Further analysis of the patients’ characteristics showed that the serum phosphate of patients under 50 years old was significantly higher than that of patients over 50 years old, but the AAC score was significantly lower than that in patients over 50 years old. We speculate that age may have a greater impact on AAC than serum phosphorus in CKD patients. Indeed, a study of young patients with ESRD who were undergoing dialysis also confirmed that there was no significant difference in serum phosphorus between patients with or without coronary artery calcification 28. Another study involving 174 Chinese patients also found that age may be the most important factor affecting coronary artery calcification in maintenance hemodialysis patients 34.
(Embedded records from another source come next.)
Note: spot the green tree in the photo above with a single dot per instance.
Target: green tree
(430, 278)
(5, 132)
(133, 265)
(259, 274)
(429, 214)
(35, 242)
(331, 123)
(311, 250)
In our study, most of the patients were relatively young with an
average age of 55.7 years, so the effect of phosphorus on AAC may not be obvious. Therefore, serum phosphorus may be statistically negatively correlated with AAC, but it does not mean that serum phosphorus has no effect on AAC from a pathophysiological perspective. Our results once again show that the mechanism of VC is very complex, and even serum phosphorus, a recognized pro-calcification factor, has different effects on specific arteries in specific CKD populations.
There are several limitations to our study. First, the sample size for our study was small. More CKD stage 5D patients who did not receive calcium, calcium-containing phosphorus binder, calcitriol or vitamin D analogs would be necessary to attain adequate power in determining the correlation between serum PTH levels and AAC. Unfortunately, this was beyond our capacity. Second, We only evaluated the degree of AAC by abdominal radiographs, which is less sensitive and accurate than electron beam computed tomography (EBCT), multislice CT (MSCT). However, due to the relatively high cost and the risk of exposure to higher radiation doses, these tests cannot be performed routinely. Third, the serum PTH levels of our observation population was in the range of 31.3-594.5pg/ml. The correlation between PTH and AAC is not clear in CKD patients with serum PTH levels exceeding 600 pg/ml or higher.
In conclusion, the present study, which is the only study focused on the association between PTH levels and AAC in incident hemodialysis patients who did not receive calcium, calcium-containing phosphorus binder, calcitriol or vitamin D analogs, demonstrates that PTH levels is significantly negatively correlated with AAC within a certain concentration range. Inappropriate inhibition of PTH may lead to deterioration of AAC in CKD stage 5D patients.